Dava, ya işe iade ya da verilmeyen ihbar ve kıdem tazminatının davası. "Bana her gün hamburger yedirdiler ve bu işkencedir" davası değil.

Mahkeme de zaten, "Sen vatandaşa her gün hamburger yediremezsin, buna hakkın yok" diye karar vermiyor. "Sen vatandaşa her gün hamburger veriyor olabilirsin, bunda bir sıkıntı yok. Ama çalışanın bunu arkadaşıyla takas ediyor olması bir haklı fesih sebebi değildir" diye karar veriyor.

Yani Burger King ve aynı uygulamayı yapan tüm şirketler, çalışanlarına her gün aynı yemeği vermekte hala özgürler. Karar bunun işkence olduğuna yönelik değil.

İşçi bu yemeği yemek istemezse, yemek yerine parasını yine isteyemez. Bu konuda da bir değişiklik yok.

Ayrıca, yemeğini başkasıyla takas etmek zaten hiçbir zaman haklı (tazminatsız) fesih sebebi sayılmaz, bu konuda da bir yenilik yok.

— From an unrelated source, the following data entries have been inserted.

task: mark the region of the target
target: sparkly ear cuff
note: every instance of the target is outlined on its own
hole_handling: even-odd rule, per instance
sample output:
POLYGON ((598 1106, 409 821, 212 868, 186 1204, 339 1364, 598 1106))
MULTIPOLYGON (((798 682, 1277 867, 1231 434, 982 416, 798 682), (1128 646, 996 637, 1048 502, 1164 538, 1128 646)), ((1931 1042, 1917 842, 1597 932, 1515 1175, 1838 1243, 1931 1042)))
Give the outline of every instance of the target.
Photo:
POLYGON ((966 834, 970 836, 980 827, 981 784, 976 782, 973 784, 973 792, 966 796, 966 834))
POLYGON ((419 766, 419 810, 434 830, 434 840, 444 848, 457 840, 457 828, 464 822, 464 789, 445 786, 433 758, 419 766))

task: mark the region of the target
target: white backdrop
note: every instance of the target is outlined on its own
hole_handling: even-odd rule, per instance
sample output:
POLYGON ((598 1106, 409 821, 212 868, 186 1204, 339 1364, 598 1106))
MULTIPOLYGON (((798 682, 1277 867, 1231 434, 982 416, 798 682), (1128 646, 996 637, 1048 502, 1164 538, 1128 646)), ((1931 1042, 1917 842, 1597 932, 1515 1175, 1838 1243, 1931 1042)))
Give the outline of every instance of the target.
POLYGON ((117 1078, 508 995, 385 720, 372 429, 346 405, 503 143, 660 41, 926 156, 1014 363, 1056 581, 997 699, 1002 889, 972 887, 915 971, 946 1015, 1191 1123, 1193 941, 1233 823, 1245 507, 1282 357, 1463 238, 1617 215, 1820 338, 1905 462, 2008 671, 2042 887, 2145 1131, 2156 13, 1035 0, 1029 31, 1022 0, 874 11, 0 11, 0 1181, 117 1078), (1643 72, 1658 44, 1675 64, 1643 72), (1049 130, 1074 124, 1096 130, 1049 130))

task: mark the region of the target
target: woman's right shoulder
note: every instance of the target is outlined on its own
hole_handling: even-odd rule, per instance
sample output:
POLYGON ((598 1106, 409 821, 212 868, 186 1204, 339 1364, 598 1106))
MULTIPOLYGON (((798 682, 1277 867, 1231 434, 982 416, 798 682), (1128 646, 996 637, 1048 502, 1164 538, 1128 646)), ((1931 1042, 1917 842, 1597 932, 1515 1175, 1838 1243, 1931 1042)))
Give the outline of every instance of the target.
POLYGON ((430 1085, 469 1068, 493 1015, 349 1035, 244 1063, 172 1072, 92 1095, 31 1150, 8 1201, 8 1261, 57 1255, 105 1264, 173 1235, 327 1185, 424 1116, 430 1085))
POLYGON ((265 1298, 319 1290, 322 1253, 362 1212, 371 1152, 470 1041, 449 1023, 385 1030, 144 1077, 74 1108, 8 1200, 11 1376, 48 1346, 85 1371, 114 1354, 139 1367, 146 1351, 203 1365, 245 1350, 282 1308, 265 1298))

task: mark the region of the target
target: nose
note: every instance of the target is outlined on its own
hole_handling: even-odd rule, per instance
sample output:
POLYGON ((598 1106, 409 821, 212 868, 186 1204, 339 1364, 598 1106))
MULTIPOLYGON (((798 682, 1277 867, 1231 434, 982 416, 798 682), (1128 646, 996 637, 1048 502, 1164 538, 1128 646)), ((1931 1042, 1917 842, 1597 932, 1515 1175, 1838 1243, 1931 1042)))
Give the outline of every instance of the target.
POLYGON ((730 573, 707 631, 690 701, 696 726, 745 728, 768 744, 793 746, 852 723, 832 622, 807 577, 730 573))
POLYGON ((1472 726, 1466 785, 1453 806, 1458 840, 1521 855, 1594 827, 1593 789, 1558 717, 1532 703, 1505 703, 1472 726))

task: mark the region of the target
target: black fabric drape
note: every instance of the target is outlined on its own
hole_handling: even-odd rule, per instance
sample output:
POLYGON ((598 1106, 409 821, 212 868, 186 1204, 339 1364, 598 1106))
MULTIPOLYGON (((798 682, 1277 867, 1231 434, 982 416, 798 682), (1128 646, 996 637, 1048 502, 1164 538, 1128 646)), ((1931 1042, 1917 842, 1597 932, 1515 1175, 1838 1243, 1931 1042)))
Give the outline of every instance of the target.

Yani bu karar gerçekten de öyle tarihi marihi değil. Hangi iş mahkemesine gitseniz aynı karar çıkacaktı, zaten bu işin "oluru" bu çünkü. Burger King bariz haksız, ama hamburger verdiği için değil. Takas eden çalışanı işten çıkardığı için. Ayıralım bunları.

Sadede gelirsek, Burger King'in ya da bir yerlerin boykot edilmesi iyi bir şey, fakat bunu bir "sivil toplum hareketi" olarak algılayan arkadaşları kendilerine en yakın iş mahkemesinin kapısına davet ediyorum. Bi beş dakika durup etraflarına baksınlar, iki duruşma izlesinler, duruşmasını bekleyen vatandaşa "halin nedir" diye sorsunlar. Bi de ara sıra Chuck Palahniuk filan okusunlar.

Yani bu işler böyle.

13 Mart 2012 Salı

İş kazasında ilk yapılacak: Öl!


İş kazası denen nanenin öyle nalet bir dava süreci var ki, kaza sonrası hayatta kaldığınıza üzülürsünüz diyeyim. 
He eğer kalamamışsanız ve davayı açan mirasçılarınız açmışsa, dava sürecinde anarşik olabilirler. Ben olurdum.

İş kazası geçirirseniz:

- İşveren önce SGK'ya bilgi vermek zorunda. SGK işyeri kayıtlarına filan bakıp, birkaç tanık dinleyip bir rapor hazırlayacak.
- Siz dava açmak için o raporu beklemek zorunda değilsiniz. Ama o raporun mahkemeye mutlaka sunulması lazım. Yani bunu bir bekleyeceksiniz.
- İlk duruşma, karşılıklı dilekçe teatisi, delil listelerinin sunulması ve tanıkların dinlenmesi zaten kafadan bir buçuk sene. Hatta dur düşüneyim, 

* Davayı bugün açtık diyelim. 13 Mart 2012.

* İlk duruşma temmuzda gelmeli, ama temmuz adli tatile yakın, karar dosyalarını koyabilirler... Neyse iyimser gidelim, diyelim 3 ay sonrası olsun. 13 Haziran'da.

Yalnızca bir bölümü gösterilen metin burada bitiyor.